Wolfram Summer School

Alumni

Jordan Bryan

Summer School

Class of 2014

Bio

Jordan Bryan is a rising senior at Stanford University, where he is currently pursuing a degree in mathematics. His research interests lie mostly in statistics, specifically focusing on how statistical learning can be used to change the world for the better. He has been a researcher at the Summer Institute for Training in biostatistics at Boston University and at a lab on political demography in Moscow, Russia. Outside of the classroom, he loves to play drums in a number of different styles including jazz, funk, and old school Motown. He also enjoys running, cooking, and occasionally walking on his hands.
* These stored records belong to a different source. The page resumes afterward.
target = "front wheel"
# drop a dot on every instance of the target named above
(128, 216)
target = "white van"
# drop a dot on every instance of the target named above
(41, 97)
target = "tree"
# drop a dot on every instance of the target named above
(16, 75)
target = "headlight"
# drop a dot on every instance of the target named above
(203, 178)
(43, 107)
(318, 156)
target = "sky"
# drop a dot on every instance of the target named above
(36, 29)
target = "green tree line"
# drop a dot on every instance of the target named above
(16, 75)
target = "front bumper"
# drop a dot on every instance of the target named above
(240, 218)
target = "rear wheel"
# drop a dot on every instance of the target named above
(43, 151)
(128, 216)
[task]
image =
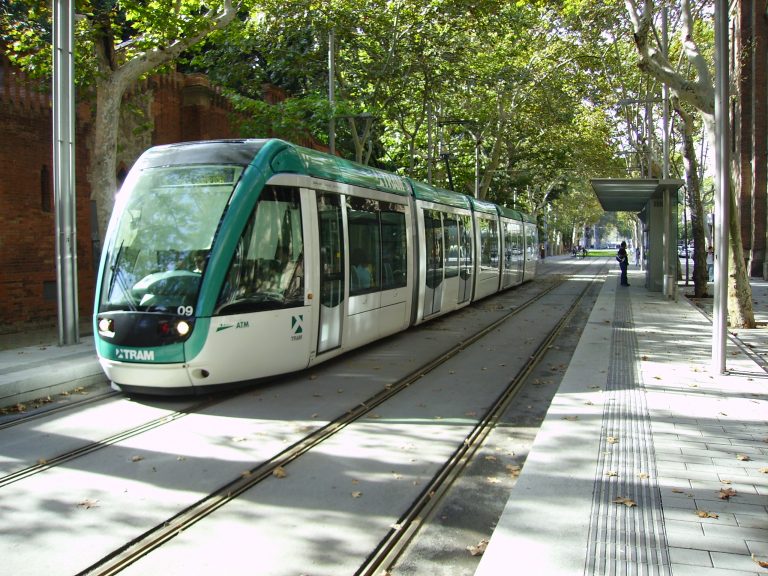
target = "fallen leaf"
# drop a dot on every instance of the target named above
(726, 493)
(479, 549)
(279, 472)
(706, 514)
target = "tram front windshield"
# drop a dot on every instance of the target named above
(167, 219)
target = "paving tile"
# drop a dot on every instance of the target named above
(729, 506)
(688, 556)
(745, 533)
(733, 561)
(759, 548)
(690, 570)
(752, 520)
(680, 538)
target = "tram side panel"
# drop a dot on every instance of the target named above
(445, 248)
(379, 253)
(514, 252)
(531, 249)
(488, 248)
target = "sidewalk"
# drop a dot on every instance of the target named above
(34, 366)
(646, 463)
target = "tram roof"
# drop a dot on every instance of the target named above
(511, 213)
(438, 195)
(630, 194)
(328, 167)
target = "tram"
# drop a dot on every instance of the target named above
(227, 262)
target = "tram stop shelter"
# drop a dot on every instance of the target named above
(655, 202)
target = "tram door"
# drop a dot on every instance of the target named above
(331, 272)
(433, 245)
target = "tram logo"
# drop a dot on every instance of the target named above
(128, 354)
(297, 326)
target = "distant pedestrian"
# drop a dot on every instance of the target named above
(622, 258)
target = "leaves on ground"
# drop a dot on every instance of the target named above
(726, 493)
(761, 563)
(706, 514)
(279, 472)
(479, 548)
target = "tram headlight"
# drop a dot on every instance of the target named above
(106, 327)
(183, 327)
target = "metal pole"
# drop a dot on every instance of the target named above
(331, 91)
(723, 180)
(64, 171)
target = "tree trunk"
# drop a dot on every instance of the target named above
(693, 197)
(109, 95)
(740, 312)
(742, 121)
(759, 137)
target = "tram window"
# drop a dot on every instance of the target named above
(451, 230)
(433, 232)
(169, 217)
(394, 246)
(267, 270)
(377, 245)
(364, 245)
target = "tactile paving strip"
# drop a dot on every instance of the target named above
(626, 534)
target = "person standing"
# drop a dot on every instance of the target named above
(621, 256)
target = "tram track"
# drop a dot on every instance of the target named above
(47, 463)
(166, 530)
(399, 536)
(405, 530)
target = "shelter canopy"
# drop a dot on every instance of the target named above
(631, 194)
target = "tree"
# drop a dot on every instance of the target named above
(117, 43)
(696, 90)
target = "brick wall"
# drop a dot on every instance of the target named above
(181, 108)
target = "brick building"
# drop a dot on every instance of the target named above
(169, 108)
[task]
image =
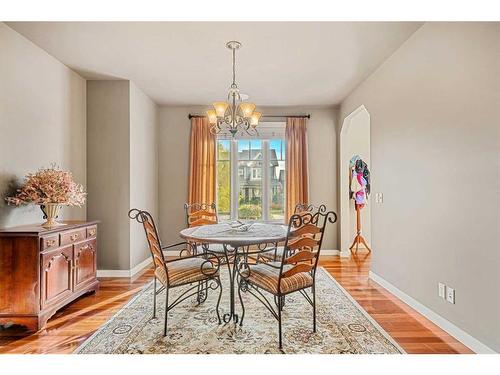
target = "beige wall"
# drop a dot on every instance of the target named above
(143, 167)
(174, 135)
(435, 148)
(108, 170)
(122, 169)
(42, 121)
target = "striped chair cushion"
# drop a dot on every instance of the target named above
(185, 271)
(266, 277)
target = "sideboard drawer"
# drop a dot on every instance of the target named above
(91, 231)
(73, 236)
(50, 242)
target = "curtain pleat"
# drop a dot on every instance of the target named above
(201, 162)
(297, 180)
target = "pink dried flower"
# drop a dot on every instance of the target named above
(49, 185)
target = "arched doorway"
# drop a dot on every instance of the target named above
(354, 140)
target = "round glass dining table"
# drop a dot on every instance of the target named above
(234, 241)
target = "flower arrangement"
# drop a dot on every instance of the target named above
(49, 185)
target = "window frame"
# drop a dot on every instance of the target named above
(265, 176)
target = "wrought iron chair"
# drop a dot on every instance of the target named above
(202, 214)
(276, 253)
(295, 272)
(200, 269)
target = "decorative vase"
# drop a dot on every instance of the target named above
(50, 212)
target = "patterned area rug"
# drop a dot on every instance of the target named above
(342, 326)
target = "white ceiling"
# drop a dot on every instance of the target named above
(175, 63)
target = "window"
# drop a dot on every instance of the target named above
(251, 178)
(224, 179)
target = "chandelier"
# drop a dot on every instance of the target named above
(235, 114)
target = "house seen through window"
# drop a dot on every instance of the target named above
(251, 178)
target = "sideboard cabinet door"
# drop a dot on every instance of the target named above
(85, 263)
(56, 275)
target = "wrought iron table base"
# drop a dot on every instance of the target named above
(230, 260)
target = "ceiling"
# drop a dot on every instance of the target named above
(186, 63)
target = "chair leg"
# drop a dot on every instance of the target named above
(218, 300)
(279, 325)
(154, 299)
(314, 307)
(241, 302)
(166, 312)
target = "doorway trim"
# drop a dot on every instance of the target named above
(344, 191)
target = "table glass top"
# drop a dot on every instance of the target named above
(251, 233)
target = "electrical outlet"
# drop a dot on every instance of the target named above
(450, 295)
(442, 290)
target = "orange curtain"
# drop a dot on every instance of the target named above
(202, 162)
(297, 180)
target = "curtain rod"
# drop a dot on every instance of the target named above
(190, 116)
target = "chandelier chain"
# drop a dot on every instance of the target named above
(234, 68)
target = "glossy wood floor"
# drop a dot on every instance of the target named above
(75, 323)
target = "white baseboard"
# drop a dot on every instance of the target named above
(125, 273)
(462, 336)
(329, 252)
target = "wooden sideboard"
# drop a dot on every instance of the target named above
(42, 270)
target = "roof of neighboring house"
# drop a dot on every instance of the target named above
(256, 155)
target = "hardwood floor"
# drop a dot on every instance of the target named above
(72, 325)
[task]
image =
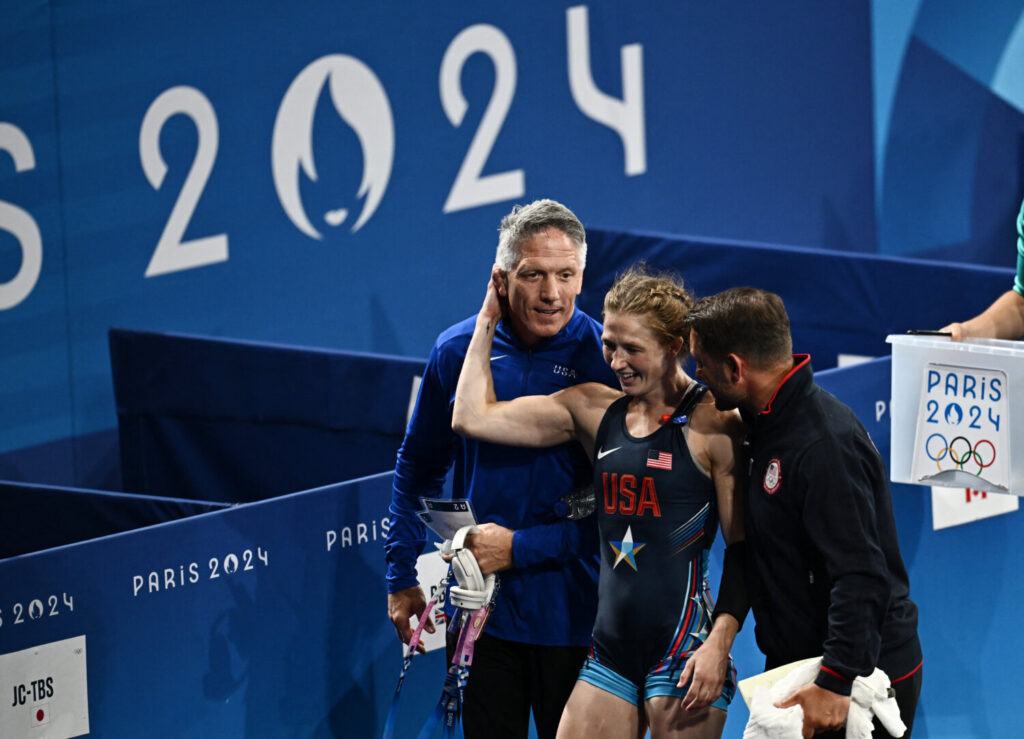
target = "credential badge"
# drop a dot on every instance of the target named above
(773, 476)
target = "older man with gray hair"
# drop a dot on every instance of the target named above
(536, 638)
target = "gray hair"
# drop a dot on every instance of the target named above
(524, 221)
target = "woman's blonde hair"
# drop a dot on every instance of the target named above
(659, 298)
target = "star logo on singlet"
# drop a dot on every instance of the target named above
(626, 550)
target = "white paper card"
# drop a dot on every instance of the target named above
(956, 506)
(963, 435)
(445, 517)
(45, 691)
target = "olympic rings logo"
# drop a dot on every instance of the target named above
(958, 455)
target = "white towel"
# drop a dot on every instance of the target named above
(868, 698)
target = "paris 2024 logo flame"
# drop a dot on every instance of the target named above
(361, 102)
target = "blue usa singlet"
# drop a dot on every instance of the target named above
(657, 516)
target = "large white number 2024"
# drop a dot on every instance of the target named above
(19, 223)
(469, 188)
(172, 254)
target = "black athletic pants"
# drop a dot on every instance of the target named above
(509, 679)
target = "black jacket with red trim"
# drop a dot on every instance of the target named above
(825, 568)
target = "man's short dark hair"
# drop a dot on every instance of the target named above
(747, 321)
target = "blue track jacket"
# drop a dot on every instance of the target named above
(550, 596)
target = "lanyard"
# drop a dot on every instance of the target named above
(449, 705)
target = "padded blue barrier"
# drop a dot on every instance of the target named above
(220, 420)
(267, 618)
(263, 619)
(34, 518)
(839, 303)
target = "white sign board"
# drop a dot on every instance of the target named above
(46, 695)
(963, 434)
(954, 507)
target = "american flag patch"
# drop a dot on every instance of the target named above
(659, 460)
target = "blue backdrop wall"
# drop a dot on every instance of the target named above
(333, 175)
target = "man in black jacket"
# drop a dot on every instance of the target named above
(825, 574)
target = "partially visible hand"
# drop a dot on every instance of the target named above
(822, 708)
(492, 547)
(956, 330)
(707, 667)
(401, 606)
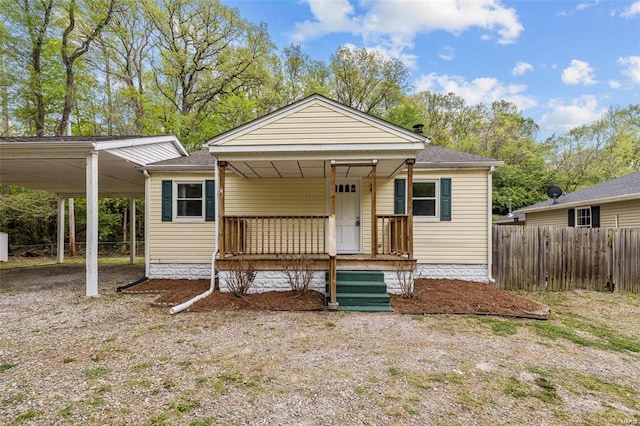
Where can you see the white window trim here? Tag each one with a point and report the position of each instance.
(436, 218)
(188, 219)
(577, 210)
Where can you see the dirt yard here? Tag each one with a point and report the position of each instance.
(115, 359)
(430, 296)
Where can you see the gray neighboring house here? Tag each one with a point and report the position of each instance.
(611, 204)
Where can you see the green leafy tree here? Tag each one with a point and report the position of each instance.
(367, 81)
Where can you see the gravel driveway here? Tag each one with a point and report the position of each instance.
(113, 359)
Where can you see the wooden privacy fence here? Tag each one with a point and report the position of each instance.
(537, 258)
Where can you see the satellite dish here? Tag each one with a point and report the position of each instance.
(554, 192)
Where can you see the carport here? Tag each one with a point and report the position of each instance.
(92, 167)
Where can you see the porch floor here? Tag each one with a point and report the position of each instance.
(360, 261)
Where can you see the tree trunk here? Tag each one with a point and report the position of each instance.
(124, 225)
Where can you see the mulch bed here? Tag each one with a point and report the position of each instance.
(432, 296)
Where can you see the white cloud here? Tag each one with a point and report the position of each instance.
(393, 25)
(579, 72)
(521, 68)
(480, 90)
(631, 11)
(631, 67)
(447, 53)
(586, 5)
(565, 116)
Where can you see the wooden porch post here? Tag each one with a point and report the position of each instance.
(132, 231)
(410, 207)
(221, 231)
(333, 299)
(374, 218)
(60, 255)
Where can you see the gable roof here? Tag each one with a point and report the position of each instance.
(197, 160)
(433, 156)
(58, 164)
(619, 189)
(430, 157)
(314, 125)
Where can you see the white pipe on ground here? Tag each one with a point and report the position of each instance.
(490, 227)
(181, 307)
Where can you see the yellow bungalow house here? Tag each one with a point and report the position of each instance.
(322, 180)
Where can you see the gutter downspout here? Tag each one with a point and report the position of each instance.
(490, 226)
(147, 220)
(181, 307)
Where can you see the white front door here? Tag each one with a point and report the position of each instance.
(348, 216)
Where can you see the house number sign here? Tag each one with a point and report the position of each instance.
(309, 198)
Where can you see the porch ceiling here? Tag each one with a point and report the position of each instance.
(312, 168)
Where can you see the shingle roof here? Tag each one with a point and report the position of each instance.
(201, 159)
(438, 155)
(43, 139)
(628, 185)
(514, 218)
(431, 155)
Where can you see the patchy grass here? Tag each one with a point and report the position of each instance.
(96, 372)
(29, 415)
(66, 412)
(584, 332)
(500, 327)
(515, 388)
(542, 388)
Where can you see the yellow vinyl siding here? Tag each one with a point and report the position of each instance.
(313, 125)
(178, 242)
(557, 217)
(463, 240)
(275, 196)
(628, 215)
(279, 197)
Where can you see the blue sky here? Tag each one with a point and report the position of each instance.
(563, 63)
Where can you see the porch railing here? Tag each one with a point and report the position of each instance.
(393, 232)
(275, 234)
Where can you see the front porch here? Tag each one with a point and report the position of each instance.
(305, 181)
(321, 262)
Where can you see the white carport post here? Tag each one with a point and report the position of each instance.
(92, 223)
(132, 230)
(60, 256)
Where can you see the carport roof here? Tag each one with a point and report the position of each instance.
(58, 164)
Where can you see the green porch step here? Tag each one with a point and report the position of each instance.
(356, 299)
(371, 276)
(366, 308)
(360, 287)
(363, 291)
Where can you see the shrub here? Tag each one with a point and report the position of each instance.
(406, 274)
(241, 277)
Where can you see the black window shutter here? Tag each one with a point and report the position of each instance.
(167, 200)
(210, 200)
(595, 216)
(572, 217)
(400, 194)
(445, 199)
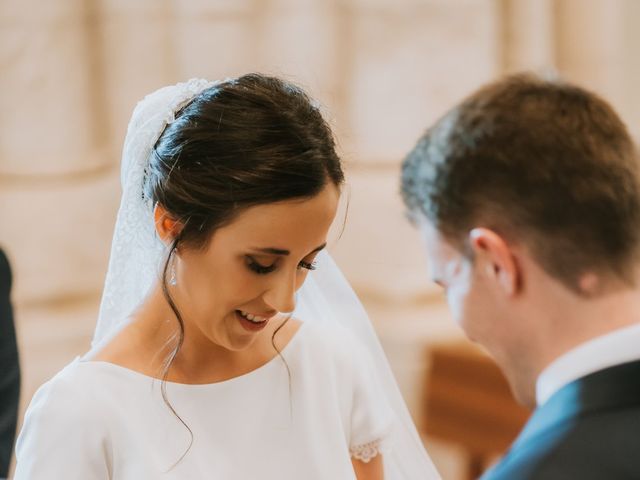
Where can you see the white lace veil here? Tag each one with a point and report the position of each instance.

Project: Building a Model for Improvisation

The Jazz Solo as a Markov Process

That jazz music is a form of communication is a commonly held notion, one that is often used to justify the music as a serious intellectual pursuit against claims that its free-form structure relegates it to a lower echelon of art. Where jazz belongs in the hierarchy of fine art is up for debate but what is clear—and has recently been validated by findings in neuroscience—is that improvised music is truly a language of its own. Speaking of purely instrumental music, there is a distinct reason that some people can love and appreciate jazz while others simply cannot stand it for its lack of lyrics. Somewhere in the recesses of the brain, the jazz fans are actually processing the auditory signals differently. They can actually hear the human voice behind the horn, which gives them a stronger spiritual connection to the music than someone who hears nothing more than a piece of vibrating brass. With this project, I hope to use mathematics to bring those people without a connection to jazz and improvised music a little closer to experiencing what it is like to speak a musical language. If I succeed, the project would also give those fully acquainted with jazz a deeper understanding of their own improvisational choices. The mathematical component of my project would ideally be comprised of two distinct component analyses: one centered around statistical analyses of jazz solos using Markov chain models and statistical learning techniques, and the other focused on the application of algebraic topology to musical data in order to describe the high dimensional spaces in which jazz harmonies, melodies, and rhythms reside. Along with a paper outlining my research and results, I would hope to create a visualization, computer-generated or otherwise, that captures the mental processes behind the creation of a jazz solo based on these analyses. The visualization would fluctuate according to the progression of the solo, thereby giving the viewer a sensation that he is catching a glimpse of the images running through the mind of the soloist as she performs.